These boolean flags identify the specific origin of each title candidate, revealing the diverse set of on-page and off-page elements Google uses to generate its pool of potential titles.
| Attribute Name | Data Type | Expert Interpretation & Role | Strategic SEO Implication | 
| sourceTitleTag | boolean | Flag indicating the candidate was sourced from the HTML <title> element. | Confirms the <title> tag is a primary, but not exclusive, source for candidates. | 
| sourceHeadingTag | boolean | Flag indicating the candidate was sourced from an on-page heading element (e.g., <h1>, <h2>). | Validates the long-held SEO best practice of using descriptive headings; they are direct title inputs. | 
| sourceOnsiteAnchor | boolean | Flag indicating the candidate was sourced from the anchor text of an internal link. | Reveals that a site’s internal linking strategy is a form of title optimisation. | 
| sourceOndomainAnchor | boolean | Similar to sourceOnsiteAnchor, likely related to links within the same registered domain but potentially across subdomains. | Further emphasises the importance of a controlled, descriptive internal anchor text strategy. | 
| sourceOffdomainAnchor | boolean | Flag indicating the candidate was sourced from the anchor text of an external backlink. | Confirms that how other sites link to a page can directly influence its title in the SERP. | 
| sourceGeneratedTitle | boolean | Flag indicating the title was algorithmically generated by Google’s systems. | The final fallback when all other publisher-provided signals are deemed low quality. | 
| sourceLocalTitle | boolean | Flag for titles sourced from local-specific signals, likely related to Google Business Profile or local intent queries. | Highlights a specialised title generation path for local SEO. | 
| sourceTransliteratedTitle | boolean | Flag for titles that have been transliterated from one script to another. | Shows the system’s capability to adapt titles for cross-lingual search contexts. | 
| sourceGeometry | boolean | A flag likely related to the visual prominence or position of the source text on the rendered page. | Suggests that visual hierarchy (e.g., text size, position) influences which text is chosen as a title candidate. | 
The Goldmine Scoring System: Component Factors & Scores
Note. Any strategic SEO implication is a work of logical inference. Use caution and think critically.
This is the core of the evaluation engine. These attributes represent the individual scoring components (Factors) and the final composite scores that determine a title candidate’s quality and ranking.

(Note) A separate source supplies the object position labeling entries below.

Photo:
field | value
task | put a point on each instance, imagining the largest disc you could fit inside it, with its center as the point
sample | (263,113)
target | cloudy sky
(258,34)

| Attribute Name | Data Type | Expert Interpretation & Role | Strategic SEO Implication | 
| goldminePageScore | number (float) | The initial composite score computed by the “Goldmine” system (AlternativeTitlesAnnotator). | Represents the baseline quality assessment based on a combination of on-page and source-related factors. | 
| goldmineAdjustedScore | number (float) | The refined score after applying additional adjustments, explicitly including “Blockbert scoring.” | The final quality score after advanced semantic analysis, likely a key determinant in the ranking of candidates. | 
| goldmineTitleTagFactor | number (float) | A score component derived specifically from the quality of the <title> tag source. | Measures the intrinsic quality of the publisher’s intended title. | 
| goldmineBodyFactor | number (float) | A score component based on the title’s relevance to the page’s main body content. | Measures how well the title represents the content, preventing title-content mismatch. | 
| goldmineAnchorFactor | number (float) | A score component derived from supporting anchor text signals. | Quantifies the strength of endorsement from internal and external links. | 
| goldmineHeadingFactor | number (float) | A score component derived from supporting heading tag signals. | Quantifies the on-page structural support for the title candidate. | 
| goldmineOgTitleFactor | number (float) | A score component derived from the Open Graph title tag (og:title). | Confirms that social sharing metadata is consumed and used as a signal for title generation. | 
| goldmineSitenameFactor | number (float) | A score component related to the presence and quality of the site name in the title. | Measures the effectiveness of the branding component of the title. | 
| goldmineNavboostFactor | number (float) | A score component derived from the NavBoost system, reflecting user click behavior. | The direct link between historical user engagement and title selection. A title that performs well with users gets a higher score. | 
| goldmineBlockbertFactor | number (float) | A score component from the BlockBERT model, assessing semantic quality. | Measures the linguistic merit and contextual relevance of the title using an advanced language model. | 
| goldmineReadabilityScore | number (float) | A score assessing the readability of the title text. | A direct signal that clear, easy-to-understand language is preferred over complex or convoluted phrasing. | 
| goldmineGeometryFactor | number (float) | A score related to sourceGeometry, likely quantifying the visual prominence of the source text. | A numerical feature representing the importance of visual hierarchy in title candidate selection. | 
| goldmineLocationFactor | number (float) | A score related to the title’s relevance for location-specific queries. | A key feature for local SEO, boosting titles that effectively communicate local relevance. | 
| goldmineSalientTermFactor | number (float) | A score based on the presence of the most important or “salient” terms from the document. | A more sophisticated relevance measure than simple keyword matching, focusing on core topical terms. | 
| goldmineUrlMatchFactor | number (float) | A score measuring the alignment between the title text and the terms in the URL string. | Rewards descriptive URLs and penalizes mismatches between the URL and the title. | 
| goldmineTrustFactor | number (float) | A score reflecting the trustworthiness of the title candidate or its source. | A high-level signal that could be influenced by site-wide authority or other trust metrics. | 
On-Page Quality & Demotion Signals
Note. Any strategic SEO implication is a work of logical inference. Use caution and think critically.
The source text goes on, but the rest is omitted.